Street traders at the hugely busy and congested Custom Market in Maiduguri in Borno State are making it a nightmare for commuters to get anywhere.
They trade on the pavements and many of them even sell their goods in the middle of the road, making it virtually impossible for motorcyclists, tricycle drivers, cars and other commuters to get through. People often get pushed and injured and it’s as if they are taking their lives in their hands when visiting the crowded market.
Roadside trading is strictly forbidden but that does not deter the vendors because it’s their only means of making a living.
Authorities chase them away frequently, seize the products they sell and issue stern warnings. But they know it’s a fruitless task because the vendors will just come back.
RNI reporter Amina Abbagana visited the congested market and found it hard to manoeuvre her way through the crowded road.

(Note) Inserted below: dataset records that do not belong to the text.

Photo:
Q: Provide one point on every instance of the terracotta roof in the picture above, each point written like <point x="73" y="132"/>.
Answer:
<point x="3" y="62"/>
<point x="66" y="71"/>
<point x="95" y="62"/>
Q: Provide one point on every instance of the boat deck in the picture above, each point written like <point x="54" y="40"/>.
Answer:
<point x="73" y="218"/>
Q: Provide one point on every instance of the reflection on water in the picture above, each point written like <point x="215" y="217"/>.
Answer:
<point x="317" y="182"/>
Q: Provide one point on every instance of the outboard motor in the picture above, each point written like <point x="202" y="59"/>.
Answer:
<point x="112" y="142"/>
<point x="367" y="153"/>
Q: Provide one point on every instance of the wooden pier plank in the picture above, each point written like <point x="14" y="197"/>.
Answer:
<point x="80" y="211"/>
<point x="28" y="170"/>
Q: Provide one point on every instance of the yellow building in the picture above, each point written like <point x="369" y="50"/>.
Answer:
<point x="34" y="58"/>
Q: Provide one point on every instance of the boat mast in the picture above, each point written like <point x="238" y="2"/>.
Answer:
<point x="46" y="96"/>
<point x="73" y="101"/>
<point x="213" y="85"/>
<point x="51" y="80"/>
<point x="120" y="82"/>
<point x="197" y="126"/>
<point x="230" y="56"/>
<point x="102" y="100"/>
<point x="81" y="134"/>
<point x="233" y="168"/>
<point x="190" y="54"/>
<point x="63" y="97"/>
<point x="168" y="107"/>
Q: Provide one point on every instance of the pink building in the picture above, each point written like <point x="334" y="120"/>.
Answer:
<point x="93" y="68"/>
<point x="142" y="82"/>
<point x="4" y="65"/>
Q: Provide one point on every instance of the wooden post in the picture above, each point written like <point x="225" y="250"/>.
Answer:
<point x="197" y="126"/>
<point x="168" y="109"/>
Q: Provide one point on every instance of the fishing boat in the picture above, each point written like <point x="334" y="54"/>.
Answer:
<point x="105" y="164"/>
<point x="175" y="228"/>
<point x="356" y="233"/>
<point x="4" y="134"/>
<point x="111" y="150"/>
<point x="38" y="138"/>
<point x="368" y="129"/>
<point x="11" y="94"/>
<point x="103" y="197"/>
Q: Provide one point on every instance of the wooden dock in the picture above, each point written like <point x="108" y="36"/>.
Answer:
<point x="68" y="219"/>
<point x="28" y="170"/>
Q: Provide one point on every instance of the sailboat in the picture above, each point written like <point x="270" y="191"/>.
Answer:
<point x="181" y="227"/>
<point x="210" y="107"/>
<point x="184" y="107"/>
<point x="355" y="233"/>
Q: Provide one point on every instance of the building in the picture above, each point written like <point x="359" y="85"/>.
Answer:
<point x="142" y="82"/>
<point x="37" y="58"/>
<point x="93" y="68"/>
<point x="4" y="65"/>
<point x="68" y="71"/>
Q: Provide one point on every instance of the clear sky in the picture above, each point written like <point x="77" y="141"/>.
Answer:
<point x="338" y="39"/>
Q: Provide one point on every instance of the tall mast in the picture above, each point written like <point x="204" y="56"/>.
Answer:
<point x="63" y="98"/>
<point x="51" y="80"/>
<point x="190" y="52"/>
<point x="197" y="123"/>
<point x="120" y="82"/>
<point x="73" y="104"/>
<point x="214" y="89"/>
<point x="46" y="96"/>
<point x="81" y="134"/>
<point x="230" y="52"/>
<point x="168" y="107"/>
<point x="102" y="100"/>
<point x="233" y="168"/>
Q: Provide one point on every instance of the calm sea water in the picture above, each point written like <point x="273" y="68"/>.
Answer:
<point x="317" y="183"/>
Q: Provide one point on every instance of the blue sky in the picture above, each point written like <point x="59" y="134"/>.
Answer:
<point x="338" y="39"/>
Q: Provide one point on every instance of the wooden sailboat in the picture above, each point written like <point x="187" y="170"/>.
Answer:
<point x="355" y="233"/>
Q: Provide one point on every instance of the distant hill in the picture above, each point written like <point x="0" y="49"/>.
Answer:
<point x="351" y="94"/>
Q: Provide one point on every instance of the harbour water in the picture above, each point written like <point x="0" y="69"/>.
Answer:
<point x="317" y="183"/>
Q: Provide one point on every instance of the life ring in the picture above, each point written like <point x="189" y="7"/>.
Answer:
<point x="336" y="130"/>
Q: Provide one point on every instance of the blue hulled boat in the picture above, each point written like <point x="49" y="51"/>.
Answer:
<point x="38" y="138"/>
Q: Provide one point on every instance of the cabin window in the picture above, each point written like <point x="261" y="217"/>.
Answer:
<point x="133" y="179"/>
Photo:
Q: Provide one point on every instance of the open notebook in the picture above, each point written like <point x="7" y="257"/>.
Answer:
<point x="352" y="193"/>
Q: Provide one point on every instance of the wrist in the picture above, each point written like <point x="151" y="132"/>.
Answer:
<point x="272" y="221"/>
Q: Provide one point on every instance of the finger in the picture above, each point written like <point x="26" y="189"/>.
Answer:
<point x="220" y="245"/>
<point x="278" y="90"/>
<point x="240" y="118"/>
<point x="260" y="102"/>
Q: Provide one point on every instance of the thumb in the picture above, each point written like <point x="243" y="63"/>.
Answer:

She asked some of the street traders why they had resorted to selling on the roadside even though they knew they were violating the rules and could be in trouble with the law.
Abba Bama, a rice seller at the bridge at Custom Market, said he had been warned and chased off the streets many times.
“It is humiliating to be treated like that, but I cannot stop doing business on the roadside because it is the only means I have of making some money,” he said.
“I put the rice inside a wheel barrow and sell it next to the bridge because I can’t afford a shop inside the market. Many times security officials have beaten me and the other street vendors. They chase us away but we still come back and they know we always will.”
Falmata Bukar said she depended on trading in the streets because it was the only way to put food on the table.
“If there was a better option, I would take it. But this is all I have now,” she said.
“We risk our lives every day by trading on the busy road. There’s always the chance that we could be hit by a car or some other vehicle. It has happened before that street vendors and passersby have been hit by a cars. But we have to go on. There’s no other choice. We have no other means to get money to buy food and other essentials.”
Muhammad Ibrahim, a fish vendor on the roadside, said he could not find a job anywhere and that had forced him to become a street trader. It was the only way he could feed his family.
“The location where we do business is not allowed and we are aware of that but we come out to make money. No one would notice us if we were not on this busy street.”
Fatima Abubakar, a passerby, said: “I was pushed so hard that I almost fell down because of the congestion. Someone could get badly hurt. But it’s always like this, you get crushed from all sides. It’s hard.”
Kundiri Baba Sale, a member of the Civilian Joint Task Force in charge of discipline and guarding life and property at the Custom Market, said they had tried to make adjustments inside the market to make more space but it had not helped. The road was as congested as it had always been.
“Sometimes we chase the roadside traders away but we still allow them to come back. Life is not easy and there’s no work available. How can we send unemployed people away?”